[Mesa-dev] [PATCH 08/19] radeonsi: optimize si_invalidate_buffer based on bind_history

Nicolai Hähnle nhaehnle at gmail.com
Tue Oct 4 09:27:54 UTC 2016


On 02.10.2016 23:09, Marek Olšák wrote:
> From: Marek Olšák <marek.olsak at amd.com>
>
> Just enclose each section with: if (rbuffer->bind_history & PIPE_BIND_...)
>
> Bioshock Infinite: +1% performance
> ---
>  src/gallium/drivers/radeonsi/si_descriptors.c | 191 ++++++++++++++------------
>  1 file changed, 101 insertions(+), 90 deletions(-)
>
> diff --git a/src/gallium/drivers/radeonsi/si_descriptors.c b/src/gallium/drivers/radeonsi/si_descriptors.c
> index 43bef81..b60cd61 100644
> --- a/src/gallium/drivers/radeonsi/si_descriptors.c
> +++ b/src/gallium/drivers/radeonsi/si_descriptors.c
> @@ -1496,128 +1496,139 @@ static void si_invalidate_buffer(struct pipe_context *ctx, struct pipe_resource
>  	/* Reallocate the buffer in the same pipe_resource. */
>  	r600_alloc_resource(&sctx->screen->b, rbuffer);
>
>  	/* We changed the buffer, now we need to bind it where the old one
>  	 * was bound. This consists of 2 things:
>  	 *   1) Updating the resource descriptor and dirtying it.
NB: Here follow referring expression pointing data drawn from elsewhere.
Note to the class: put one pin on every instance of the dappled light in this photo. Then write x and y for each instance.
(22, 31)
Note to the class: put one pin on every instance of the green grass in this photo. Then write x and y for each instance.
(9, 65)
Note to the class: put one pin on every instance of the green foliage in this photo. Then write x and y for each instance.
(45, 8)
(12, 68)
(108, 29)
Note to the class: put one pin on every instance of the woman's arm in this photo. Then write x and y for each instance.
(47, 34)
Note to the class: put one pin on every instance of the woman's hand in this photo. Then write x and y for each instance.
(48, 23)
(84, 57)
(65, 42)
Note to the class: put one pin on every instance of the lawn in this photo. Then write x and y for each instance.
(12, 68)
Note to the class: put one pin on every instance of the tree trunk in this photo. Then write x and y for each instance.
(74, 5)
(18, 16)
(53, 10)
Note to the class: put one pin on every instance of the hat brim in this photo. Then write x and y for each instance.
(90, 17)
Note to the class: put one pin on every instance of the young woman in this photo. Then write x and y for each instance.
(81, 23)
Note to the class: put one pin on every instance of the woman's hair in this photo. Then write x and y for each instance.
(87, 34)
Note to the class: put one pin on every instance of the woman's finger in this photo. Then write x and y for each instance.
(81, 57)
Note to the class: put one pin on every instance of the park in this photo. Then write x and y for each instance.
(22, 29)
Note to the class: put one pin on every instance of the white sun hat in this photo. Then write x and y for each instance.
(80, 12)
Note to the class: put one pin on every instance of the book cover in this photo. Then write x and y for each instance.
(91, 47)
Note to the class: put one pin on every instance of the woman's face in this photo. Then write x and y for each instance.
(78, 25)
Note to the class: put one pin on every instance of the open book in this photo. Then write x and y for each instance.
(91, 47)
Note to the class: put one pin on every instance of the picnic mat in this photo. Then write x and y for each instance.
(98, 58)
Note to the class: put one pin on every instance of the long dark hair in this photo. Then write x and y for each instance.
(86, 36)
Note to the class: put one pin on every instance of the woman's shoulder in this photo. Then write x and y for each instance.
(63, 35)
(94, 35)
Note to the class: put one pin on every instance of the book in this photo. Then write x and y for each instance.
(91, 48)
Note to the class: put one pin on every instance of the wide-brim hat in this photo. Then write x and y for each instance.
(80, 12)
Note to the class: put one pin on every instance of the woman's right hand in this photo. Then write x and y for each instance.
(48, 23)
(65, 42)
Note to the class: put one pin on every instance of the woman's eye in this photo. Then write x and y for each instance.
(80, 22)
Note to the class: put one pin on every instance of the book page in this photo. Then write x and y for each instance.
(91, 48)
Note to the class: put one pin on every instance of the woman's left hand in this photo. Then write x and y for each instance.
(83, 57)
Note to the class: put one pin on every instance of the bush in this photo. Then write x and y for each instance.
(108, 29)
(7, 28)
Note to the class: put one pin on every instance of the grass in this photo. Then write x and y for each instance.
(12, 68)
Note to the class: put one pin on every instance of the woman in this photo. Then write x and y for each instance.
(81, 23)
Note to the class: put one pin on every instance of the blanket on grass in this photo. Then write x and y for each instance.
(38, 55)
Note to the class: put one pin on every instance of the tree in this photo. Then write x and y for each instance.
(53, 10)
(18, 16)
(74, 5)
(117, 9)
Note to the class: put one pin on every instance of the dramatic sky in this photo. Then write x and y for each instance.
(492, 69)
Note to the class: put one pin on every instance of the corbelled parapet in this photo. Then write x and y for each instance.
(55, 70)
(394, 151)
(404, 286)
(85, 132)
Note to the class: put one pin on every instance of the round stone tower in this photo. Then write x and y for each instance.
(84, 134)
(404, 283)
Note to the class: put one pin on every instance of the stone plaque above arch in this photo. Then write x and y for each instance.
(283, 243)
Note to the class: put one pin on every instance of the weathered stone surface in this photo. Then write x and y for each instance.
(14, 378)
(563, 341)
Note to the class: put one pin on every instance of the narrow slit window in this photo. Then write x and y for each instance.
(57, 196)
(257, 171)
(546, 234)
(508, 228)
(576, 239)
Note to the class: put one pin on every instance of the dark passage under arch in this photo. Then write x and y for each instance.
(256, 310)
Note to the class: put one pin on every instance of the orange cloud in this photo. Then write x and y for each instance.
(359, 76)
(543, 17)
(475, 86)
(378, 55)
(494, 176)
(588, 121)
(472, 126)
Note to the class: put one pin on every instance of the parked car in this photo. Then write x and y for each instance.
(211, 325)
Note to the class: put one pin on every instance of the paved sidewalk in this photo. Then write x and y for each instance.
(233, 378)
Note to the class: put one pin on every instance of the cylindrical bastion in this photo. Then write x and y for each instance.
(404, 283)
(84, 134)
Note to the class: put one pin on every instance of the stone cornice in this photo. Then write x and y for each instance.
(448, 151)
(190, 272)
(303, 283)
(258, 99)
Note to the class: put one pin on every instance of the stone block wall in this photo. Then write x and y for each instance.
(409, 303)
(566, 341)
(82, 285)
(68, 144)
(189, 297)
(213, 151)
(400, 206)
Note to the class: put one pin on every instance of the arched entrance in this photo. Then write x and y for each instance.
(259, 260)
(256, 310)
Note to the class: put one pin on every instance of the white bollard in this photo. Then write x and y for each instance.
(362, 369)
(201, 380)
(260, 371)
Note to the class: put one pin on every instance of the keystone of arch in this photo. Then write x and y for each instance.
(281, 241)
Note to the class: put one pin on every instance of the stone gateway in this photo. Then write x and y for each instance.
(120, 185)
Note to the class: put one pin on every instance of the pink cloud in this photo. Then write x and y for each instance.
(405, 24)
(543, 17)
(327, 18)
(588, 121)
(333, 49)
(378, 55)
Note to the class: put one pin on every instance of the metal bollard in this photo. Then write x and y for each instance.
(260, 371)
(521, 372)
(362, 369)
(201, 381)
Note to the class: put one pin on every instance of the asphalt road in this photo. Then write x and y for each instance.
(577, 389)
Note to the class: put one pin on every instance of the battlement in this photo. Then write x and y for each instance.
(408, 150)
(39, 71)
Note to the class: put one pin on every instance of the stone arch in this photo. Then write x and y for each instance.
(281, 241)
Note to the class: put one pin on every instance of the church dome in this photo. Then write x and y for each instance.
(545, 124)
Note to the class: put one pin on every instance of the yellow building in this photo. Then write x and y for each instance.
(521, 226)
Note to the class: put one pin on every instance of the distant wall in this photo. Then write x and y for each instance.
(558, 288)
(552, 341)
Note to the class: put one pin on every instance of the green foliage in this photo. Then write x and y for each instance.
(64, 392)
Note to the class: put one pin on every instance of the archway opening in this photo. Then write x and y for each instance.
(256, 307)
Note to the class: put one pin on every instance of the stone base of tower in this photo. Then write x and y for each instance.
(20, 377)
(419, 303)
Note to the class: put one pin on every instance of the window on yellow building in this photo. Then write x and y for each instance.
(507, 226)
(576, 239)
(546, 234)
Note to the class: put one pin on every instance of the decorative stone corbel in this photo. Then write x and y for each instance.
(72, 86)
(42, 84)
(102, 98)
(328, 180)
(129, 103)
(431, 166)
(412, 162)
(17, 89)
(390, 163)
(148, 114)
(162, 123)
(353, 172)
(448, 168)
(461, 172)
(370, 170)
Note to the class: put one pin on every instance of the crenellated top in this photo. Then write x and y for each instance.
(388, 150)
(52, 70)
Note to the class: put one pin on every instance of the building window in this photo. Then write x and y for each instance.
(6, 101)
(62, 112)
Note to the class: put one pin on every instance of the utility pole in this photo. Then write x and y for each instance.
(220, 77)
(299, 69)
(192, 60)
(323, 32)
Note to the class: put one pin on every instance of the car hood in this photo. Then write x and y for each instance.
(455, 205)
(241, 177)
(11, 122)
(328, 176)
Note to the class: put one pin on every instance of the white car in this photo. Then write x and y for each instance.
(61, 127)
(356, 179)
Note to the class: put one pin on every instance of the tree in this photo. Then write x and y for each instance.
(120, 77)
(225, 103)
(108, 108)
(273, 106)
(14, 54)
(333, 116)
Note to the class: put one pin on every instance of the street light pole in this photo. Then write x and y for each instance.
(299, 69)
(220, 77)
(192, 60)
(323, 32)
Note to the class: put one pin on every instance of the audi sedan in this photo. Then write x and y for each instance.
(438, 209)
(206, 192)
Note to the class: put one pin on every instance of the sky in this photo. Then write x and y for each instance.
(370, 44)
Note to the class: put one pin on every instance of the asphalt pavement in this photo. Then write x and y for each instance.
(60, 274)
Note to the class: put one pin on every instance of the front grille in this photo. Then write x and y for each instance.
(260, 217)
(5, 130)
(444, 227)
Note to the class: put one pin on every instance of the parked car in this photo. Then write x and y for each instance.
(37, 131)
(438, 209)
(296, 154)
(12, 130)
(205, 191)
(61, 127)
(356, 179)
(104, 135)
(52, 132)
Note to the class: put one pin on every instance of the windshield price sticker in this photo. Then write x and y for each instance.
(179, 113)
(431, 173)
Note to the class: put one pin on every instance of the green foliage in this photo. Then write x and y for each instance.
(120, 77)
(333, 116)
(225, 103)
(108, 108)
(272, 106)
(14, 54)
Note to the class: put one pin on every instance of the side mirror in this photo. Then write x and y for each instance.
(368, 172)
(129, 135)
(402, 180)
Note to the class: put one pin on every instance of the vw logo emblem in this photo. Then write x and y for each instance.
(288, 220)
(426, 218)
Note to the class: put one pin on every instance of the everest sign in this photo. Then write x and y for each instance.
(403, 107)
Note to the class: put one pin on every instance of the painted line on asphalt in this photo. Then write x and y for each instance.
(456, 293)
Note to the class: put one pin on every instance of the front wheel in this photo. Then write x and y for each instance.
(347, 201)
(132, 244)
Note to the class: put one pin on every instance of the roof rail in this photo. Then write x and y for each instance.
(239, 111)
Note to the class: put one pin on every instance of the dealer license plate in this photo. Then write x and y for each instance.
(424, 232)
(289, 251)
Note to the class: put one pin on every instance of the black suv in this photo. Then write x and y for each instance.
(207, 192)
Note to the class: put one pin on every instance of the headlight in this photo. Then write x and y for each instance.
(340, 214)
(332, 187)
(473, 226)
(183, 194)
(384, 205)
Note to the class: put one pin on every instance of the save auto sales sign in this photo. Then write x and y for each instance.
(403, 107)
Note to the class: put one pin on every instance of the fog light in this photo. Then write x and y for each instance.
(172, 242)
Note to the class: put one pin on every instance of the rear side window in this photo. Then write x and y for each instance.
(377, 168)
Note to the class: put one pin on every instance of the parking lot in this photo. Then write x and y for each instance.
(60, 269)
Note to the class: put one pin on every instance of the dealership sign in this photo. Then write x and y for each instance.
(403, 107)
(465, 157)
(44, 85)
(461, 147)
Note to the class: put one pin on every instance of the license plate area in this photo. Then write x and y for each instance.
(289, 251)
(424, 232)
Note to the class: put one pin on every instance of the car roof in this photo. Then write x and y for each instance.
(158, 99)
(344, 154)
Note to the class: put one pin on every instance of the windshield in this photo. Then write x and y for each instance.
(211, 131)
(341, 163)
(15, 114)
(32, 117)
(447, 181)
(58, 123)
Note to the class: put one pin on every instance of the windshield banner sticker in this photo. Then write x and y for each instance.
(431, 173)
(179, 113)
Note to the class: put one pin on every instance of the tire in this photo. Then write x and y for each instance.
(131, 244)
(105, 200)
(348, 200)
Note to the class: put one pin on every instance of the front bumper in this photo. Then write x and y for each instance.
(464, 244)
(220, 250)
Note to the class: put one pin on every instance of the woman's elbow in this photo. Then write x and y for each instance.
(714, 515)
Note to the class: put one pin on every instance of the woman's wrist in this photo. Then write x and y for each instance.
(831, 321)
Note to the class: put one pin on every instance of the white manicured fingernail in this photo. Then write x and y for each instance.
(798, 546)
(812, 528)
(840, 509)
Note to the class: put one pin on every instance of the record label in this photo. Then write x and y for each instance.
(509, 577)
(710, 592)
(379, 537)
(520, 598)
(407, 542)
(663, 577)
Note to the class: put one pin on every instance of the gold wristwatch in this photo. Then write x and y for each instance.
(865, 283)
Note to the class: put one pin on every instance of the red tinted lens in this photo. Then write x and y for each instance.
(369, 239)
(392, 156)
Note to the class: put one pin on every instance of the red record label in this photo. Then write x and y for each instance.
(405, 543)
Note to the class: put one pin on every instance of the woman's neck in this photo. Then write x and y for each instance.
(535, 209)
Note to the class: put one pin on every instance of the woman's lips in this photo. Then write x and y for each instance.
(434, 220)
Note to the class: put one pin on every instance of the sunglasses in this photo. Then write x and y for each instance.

>  	 *   2) Adding a relocation to the CS, so that it's usable.
>  	 */
>
>  	/* Vertex buffers. */
> -	for (i = 0; i < num_elems; i++) {
> -		int vb = sctx->vertex_elements->elements[i].vertex_buffer_index;
> +	if (rbuffer->bind_history & PIPE_BIND_VERTEX_BUFFER) {
> +		for (i = 0; i < num_elems; i++) {
> +			int vb = sctx->vertex_elements->elements[i].vertex_buffer_index;
>
> -		if (vb >= ARRAY_SIZE(sctx->vertex_buffer))
> -			continue;
> -		if (!sctx->vertex_buffer[vb].buffer)
> -			continue;
> +			if (vb >= ARRAY_SIZE(sctx->vertex_buffer))
> +				continue;
> +			if (!sctx->vertex_buffer[vb].buffer)
> +				continue;
>
> -		if (sctx->vertex_buffer[vb].buffer == buf) {
> -			sctx->vertex_buffers_dirty = true;
> -			break;
> +			if (sctx->vertex_buffer[vb].buffer == buf) {
> +				sctx->vertex_buffers_dirty = true;
> +				break;
> +			}
>  		}
>  	}
>
>  	/* Streamout buffers. (other internal buffers can't be invalidated) */
> -	for (i = SI_VS_STREAMOUT_BUF0; i <= SI_VS_STREAMOUT_BUF3; i++) {
> -		struct si_buffer_resources *buffers = &sctx->rw_buffers;
> -		struct si_descriptors *descs =
> -			&sctx->descriptors[SI_DESCS_RW_BUFFERS];
> +	if (rbuffer->bind_history & PIPE_BIND_STREAM_OUTPUT) {
> +		for (i = SI_VS_STREAMOUT_BUF0; i <= SI_VS_STREAMOUT_BUF3; i++) {
> +			struct si_buffer_resources *buffers = &sctx->rw_buffers;
> +			struct si_descriptors *descs =
> +				&sctx->descriptors[SI_DESCS_RW_BUFFERS];
>
> -		if (buffers->buffers[i] != buf)
> -			continue;
> -
> -		si_desc_reset_buffer_offset(ctx, descs->list + i*4,
> -					    old_va, buf);
> -		descs->dirty_mask |= 1u << i;
> -		sctx->descriptors_dirty |= 1u << SI_DESCS_RW_BUFFERS;
> +			if (buffers->buffers[i] != buf)
> +				continue;
>
> -		radeon_add_to_buffer_list_check_mem(&sctx->b, &sctx->b.gfx,
> -						    rbuffer, buffers->shader_usage,
> -						    RADEON_PRIO_SHADER_RW_BUFFER,
> -						    true);
> -
> -		/* Update the streamout state. */
> -		if (sctx->b.streamout.begin_emitted)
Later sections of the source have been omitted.